Königin des Lichts: Drei Romane in einem Band (German Edition)
Wut stieg in ihm auf. »Wie kann ich bleiben und die beiden zusammen sehen? Wie kann ich gehen, wenn ich hier angekettet bin?«
»Die Zeit wird kommen, die Ketten zu zerbrechen.«
»Das sagst du immer.« Thane richtete sich auf und ging zur nächsten Box. »Aber die Jahre vergehen, eines wie das andere.«
»Die Prophezeiung wird sich erfüllen, Thane.«
»Die Prophezeiung!« Mit einem freudlosen Lachen griff er nach den Wassereimern. »Ein Mythos, ein Schatten, um die von Lorcan Geknechteten mit falscher Hoffnung zu besänftigen. Die einzige Wahrheit ist das Schwert. Eines Tages wird meine Hand frei sein, damit zu kämpfen.«
»Ein Schwert wird deine Ketten zerbrechen, Thane, aber nicht der Stahl wird die Welt befreien, sondern der Mitternachtsstern.« Kern sprang von seinem Fass und legte Thane die Hand auf den Arm. »Gönne dir ein wenig Freude, bevor dieser Tag kommt, sonst wirst du nie wirklich frei sein.«
»Ich werde mich genug freuen, wenn Lorcans Blut mein Schwert befleckt.«
Kern schüttelte den Kopf. »Ein Sturm braut sich zusammen, und du wirst auf seinen Fittichen reiten. Aber es liegt bei dir, ob du alleine reitest.«
Er schnalzte mit dem Finger und hielt auf einmal einen appetitlich roten Apfel in der Hand, den er Thane mit einem verschmitzten Grinsen zuwarf. Dann verschwand er.
Thane biss in den Apfel. Der Geschmack in seinem Mund erinnerte ihn an Aurora, und er gab den Rest einem gierigen Wallach.
Für ihn war es besser, allein zu sein.
6
I N EINEN PUR PURFARBENEN Umhang gehüllt, der von einer juwelenbesetzten Brosche zusammengehalten wurde, sah Lorcan zu, wie sich sein Sohn im Schwertkampf übte. Was Owen an Eleganz und Form fehlte, glich er durch Brutalität aus. Das gefiel seinem Vater.

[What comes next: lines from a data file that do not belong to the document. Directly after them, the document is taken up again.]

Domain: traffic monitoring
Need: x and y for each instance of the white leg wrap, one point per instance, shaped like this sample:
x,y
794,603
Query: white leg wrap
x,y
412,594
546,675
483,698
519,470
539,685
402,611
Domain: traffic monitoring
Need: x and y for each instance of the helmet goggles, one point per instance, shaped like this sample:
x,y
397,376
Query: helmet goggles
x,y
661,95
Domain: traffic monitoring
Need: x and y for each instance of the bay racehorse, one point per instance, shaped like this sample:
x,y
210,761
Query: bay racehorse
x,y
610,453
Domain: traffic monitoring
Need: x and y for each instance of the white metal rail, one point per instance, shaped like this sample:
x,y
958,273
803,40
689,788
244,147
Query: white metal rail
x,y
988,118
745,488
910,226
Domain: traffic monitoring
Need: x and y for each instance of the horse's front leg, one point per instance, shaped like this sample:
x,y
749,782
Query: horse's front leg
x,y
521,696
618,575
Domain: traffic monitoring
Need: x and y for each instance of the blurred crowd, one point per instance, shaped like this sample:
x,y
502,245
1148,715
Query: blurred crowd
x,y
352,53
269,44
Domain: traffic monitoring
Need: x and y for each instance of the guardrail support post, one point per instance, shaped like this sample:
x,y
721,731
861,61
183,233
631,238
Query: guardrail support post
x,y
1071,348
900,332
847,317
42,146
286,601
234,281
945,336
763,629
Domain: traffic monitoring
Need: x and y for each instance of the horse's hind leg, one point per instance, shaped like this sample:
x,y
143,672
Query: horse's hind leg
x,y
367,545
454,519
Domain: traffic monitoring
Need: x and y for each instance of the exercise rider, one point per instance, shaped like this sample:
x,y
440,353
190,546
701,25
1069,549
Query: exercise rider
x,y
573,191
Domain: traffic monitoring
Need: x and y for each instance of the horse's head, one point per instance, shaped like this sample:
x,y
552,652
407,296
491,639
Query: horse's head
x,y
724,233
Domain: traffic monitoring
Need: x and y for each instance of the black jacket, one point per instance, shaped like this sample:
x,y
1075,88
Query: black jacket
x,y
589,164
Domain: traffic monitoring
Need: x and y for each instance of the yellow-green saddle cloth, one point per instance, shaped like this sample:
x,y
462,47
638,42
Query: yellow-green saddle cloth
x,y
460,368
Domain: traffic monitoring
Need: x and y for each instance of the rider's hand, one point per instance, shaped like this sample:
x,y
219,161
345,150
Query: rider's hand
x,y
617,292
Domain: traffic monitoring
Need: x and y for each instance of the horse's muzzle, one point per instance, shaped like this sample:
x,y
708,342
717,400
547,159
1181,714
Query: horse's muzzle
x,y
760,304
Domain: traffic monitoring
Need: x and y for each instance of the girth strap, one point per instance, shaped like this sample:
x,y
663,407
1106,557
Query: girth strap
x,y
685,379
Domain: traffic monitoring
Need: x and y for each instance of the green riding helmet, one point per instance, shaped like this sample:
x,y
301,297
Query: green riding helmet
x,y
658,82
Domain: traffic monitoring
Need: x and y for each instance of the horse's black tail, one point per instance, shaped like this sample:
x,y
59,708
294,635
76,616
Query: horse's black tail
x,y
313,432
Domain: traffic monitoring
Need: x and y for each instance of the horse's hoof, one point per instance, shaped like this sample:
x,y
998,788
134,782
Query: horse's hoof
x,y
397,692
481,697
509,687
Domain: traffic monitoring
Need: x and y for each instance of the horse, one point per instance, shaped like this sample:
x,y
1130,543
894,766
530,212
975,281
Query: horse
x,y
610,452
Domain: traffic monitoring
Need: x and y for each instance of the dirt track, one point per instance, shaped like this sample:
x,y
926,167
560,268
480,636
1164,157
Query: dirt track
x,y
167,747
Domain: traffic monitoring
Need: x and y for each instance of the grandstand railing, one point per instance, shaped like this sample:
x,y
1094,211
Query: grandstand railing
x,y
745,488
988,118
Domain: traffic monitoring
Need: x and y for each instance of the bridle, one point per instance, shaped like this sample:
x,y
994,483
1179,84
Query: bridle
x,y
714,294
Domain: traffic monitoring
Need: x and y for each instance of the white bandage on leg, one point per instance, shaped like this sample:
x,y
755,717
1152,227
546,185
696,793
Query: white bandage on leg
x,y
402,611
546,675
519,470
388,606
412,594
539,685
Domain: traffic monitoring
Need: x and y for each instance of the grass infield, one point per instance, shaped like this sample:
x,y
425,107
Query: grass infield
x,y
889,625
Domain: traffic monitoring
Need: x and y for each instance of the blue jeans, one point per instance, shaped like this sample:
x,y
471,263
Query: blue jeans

Der Soldat, den er für diese Übung ausgewählt hatte, besaß eine ruhige Hand und ein sicheres Auge, das machte den Kampf interessant. Allerdings gab es in ganz Twylia niemanden, der den Prinz im Zweikampf besiegen konnte.
Niemand würde es wagen.
Ihm war nur ein einziger Sohn vergönnt gewesen, eine bittere Enttäuschung. Die Frau, mit der er sich in seiner Jugend vermählt hatte, hatte vor Owen zwei Totgeburten erlitten. Wenige Tage nach der Entbindung war sie gestorben, wie sie gelebt hatte, ohne ein Wort der Klage oder des Widerspruchs.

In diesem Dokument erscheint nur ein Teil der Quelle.